Another part of this startling report tells us about what life behind the ghetto walls was like. It is important to note that the author not only recounts events and human behaviour in occupied Warsaw, but also gives her judgement, sometimes very harshly, for example when writing: “Behind the red wall marking the demarcation line who is dividing us – drawn by them to decide who is allowed to live like a human being – runs another wall, which is far more harder to overcome – a thick wall of indifference and incomprehension.”

Of course it is difficult for us today to come to terms with such judgement, but the situation and conditions, in which Maryla found herself writing these words, legitimise it entirely. Her self-portrait as a Jewish woman is shocking, as she presents the reader with the words: “Having been a free human full of vitality I have already turned into a slave through the marking badge, through the ghetto, the selections, the sheds as a grave for the living.”

This grave is an underground shelter where Maryla and her husband went to probably on the night of 18 to 19 April, 1943. “We already went off at 3:30 pm, erased from the register of those living above ground.”

The ghetto rose up.

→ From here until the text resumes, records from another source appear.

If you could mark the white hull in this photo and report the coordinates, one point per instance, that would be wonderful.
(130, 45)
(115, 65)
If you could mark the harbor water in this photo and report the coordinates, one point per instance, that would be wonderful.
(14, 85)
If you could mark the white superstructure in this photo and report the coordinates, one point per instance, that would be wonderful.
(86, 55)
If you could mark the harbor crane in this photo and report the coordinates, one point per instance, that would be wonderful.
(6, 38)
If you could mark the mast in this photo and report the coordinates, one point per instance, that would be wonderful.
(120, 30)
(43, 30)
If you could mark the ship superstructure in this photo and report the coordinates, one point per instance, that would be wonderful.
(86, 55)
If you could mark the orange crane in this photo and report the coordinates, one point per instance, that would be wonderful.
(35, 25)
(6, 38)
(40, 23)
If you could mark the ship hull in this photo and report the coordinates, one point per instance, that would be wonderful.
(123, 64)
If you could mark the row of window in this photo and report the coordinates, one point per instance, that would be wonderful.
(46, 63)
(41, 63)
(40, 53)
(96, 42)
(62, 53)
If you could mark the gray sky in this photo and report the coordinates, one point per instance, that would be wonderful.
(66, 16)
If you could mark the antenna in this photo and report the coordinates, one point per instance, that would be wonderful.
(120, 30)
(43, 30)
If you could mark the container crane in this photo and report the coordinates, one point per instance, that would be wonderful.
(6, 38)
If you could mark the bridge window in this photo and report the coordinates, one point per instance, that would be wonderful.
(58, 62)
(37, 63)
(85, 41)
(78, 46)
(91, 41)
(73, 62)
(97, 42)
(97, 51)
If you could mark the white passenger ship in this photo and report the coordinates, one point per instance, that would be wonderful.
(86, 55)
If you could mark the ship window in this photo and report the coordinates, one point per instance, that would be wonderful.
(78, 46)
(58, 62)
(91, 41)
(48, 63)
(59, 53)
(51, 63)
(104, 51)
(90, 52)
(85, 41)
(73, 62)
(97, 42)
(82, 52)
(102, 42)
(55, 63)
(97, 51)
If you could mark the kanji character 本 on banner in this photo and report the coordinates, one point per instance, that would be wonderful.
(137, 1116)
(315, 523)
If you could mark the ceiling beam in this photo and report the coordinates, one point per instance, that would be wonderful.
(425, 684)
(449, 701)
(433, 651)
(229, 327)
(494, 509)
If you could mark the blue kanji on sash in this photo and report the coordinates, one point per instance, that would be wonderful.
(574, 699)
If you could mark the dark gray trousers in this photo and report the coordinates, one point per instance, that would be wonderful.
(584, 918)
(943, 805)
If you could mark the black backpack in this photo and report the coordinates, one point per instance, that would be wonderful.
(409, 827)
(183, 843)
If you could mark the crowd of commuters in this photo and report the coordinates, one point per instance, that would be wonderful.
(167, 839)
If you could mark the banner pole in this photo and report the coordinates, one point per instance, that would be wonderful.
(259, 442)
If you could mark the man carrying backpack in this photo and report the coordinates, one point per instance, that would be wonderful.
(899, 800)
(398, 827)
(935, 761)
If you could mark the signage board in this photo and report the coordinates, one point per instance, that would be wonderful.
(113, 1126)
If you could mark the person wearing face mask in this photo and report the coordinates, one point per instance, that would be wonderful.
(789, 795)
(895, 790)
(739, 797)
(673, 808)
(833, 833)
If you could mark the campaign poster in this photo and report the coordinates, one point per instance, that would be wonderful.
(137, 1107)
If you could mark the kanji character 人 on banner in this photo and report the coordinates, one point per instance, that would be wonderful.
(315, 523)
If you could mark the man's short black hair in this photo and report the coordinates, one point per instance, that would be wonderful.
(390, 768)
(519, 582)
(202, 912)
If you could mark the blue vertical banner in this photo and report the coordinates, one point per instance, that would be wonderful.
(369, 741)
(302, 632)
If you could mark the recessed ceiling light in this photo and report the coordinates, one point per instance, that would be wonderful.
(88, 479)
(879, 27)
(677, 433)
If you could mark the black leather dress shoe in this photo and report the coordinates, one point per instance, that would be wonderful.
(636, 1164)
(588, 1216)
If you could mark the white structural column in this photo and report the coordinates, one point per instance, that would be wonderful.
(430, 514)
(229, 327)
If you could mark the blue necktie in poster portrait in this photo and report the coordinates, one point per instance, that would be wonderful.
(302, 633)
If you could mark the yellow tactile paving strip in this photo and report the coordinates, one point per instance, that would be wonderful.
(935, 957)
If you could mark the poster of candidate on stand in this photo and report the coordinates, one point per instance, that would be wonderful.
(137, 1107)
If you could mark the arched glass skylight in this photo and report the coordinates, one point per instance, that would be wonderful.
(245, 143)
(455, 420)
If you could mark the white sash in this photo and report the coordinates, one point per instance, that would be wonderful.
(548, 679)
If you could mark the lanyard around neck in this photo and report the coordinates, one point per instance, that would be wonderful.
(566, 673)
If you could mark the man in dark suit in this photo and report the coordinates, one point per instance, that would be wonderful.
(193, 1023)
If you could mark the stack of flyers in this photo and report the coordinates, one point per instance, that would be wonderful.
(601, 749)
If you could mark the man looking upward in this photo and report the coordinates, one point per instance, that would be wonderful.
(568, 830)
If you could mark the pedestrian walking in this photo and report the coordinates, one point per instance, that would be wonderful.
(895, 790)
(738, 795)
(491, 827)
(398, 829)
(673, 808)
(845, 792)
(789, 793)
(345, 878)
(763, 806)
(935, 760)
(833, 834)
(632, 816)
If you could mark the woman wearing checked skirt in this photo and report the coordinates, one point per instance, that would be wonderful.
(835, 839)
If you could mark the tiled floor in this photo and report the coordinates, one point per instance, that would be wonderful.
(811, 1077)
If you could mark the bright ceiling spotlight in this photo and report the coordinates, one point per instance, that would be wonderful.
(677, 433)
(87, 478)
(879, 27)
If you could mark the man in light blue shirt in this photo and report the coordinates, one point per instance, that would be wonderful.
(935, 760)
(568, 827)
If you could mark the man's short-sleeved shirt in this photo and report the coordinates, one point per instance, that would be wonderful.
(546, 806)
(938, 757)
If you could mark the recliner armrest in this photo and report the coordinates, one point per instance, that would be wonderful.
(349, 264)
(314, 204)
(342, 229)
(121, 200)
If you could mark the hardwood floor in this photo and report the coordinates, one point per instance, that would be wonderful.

The ghetto rose up, some hundred barely armed men with pistols are fighting against the butchers, defending what is left of human honour.

Maryla continued writing here diary after entering the shelter, wanting to draw up a testimony to the extermination of her people. Her notes lose their chronological character: “My writing is now without order, since I can only write when there is light and now I am mostly living in the basement’s dark, and when I can manage to produce coherent thoughts.”

The conditions in the shelter were difficult to endure, the people hiding there were suffocating from insufficient air circulation and lost their orientation in the dark. They relied only on themselves and their instincts. The fear for one’s own life was almost overwhelming. All senses were working at full speed, driving the inhabitants of the hideout mad.

Having no connection to the outside world, because no one would dare to peek out, we had to cure the growing madness on the base of the symphony of sounds reaching us. First I heard above my head the orderly marching of hundreds of soldiers’ feet, that ceased just as quickly as it came up. Each footstep echoed with overcoming fear in our half-mad minds, in which remained only one thought: Will they find our shelter?(…)

It is now without question that the action has passed on to our territory and that the Germans literally want to wipe us off the face of earth, leaving no trace of us. We are listening to these increasingly louder sounds of fighting and fear paralyses us all, we cease to be human and turn into twitching bundles of nerves ready to go mad.

Could Maryla have hoped for survival at that time? This is a purely rhetorical question, even more so when considering the fact that her writing abruptly ends on 27 April, 1943. Only imagination and today’s knowledge can hint to what happened with the inhabitants of the hideout. And even though we are doomed to speculate about the fate of Maryla, we discover a part of her story that remains in our memory, disturbing our peace and tormenting our emotions.

Currently Maryla’s diary is preserved in the archives of the State Museum at Majdanek. In 2010 it underwent conservation and was digitalised to ensure access to a wider public beyond the museum.

In 2023 the Warsaw Ghetto Uprising has its 80th anniversary. On this occasion the State Museum at Majdanek is releasing a new edition of “Maryla’s diary”. It was undertaken by outstanding experts in the history of the Warsaw Ghetto: Zuzanna Schnepf-Kołacz (Museum of the History of Polish Jews) and Dariusz Libionka (State Museum at Majdanek). The Museum of the History of Polish Jews is simultaneously preparing its exhibition. One of the key elements presented there will be Maryla’s manuscript lent from the Memorial’s collections as a treasure recovered from the extermination of Jews as also a unique testimony cited in many places in the exhibition.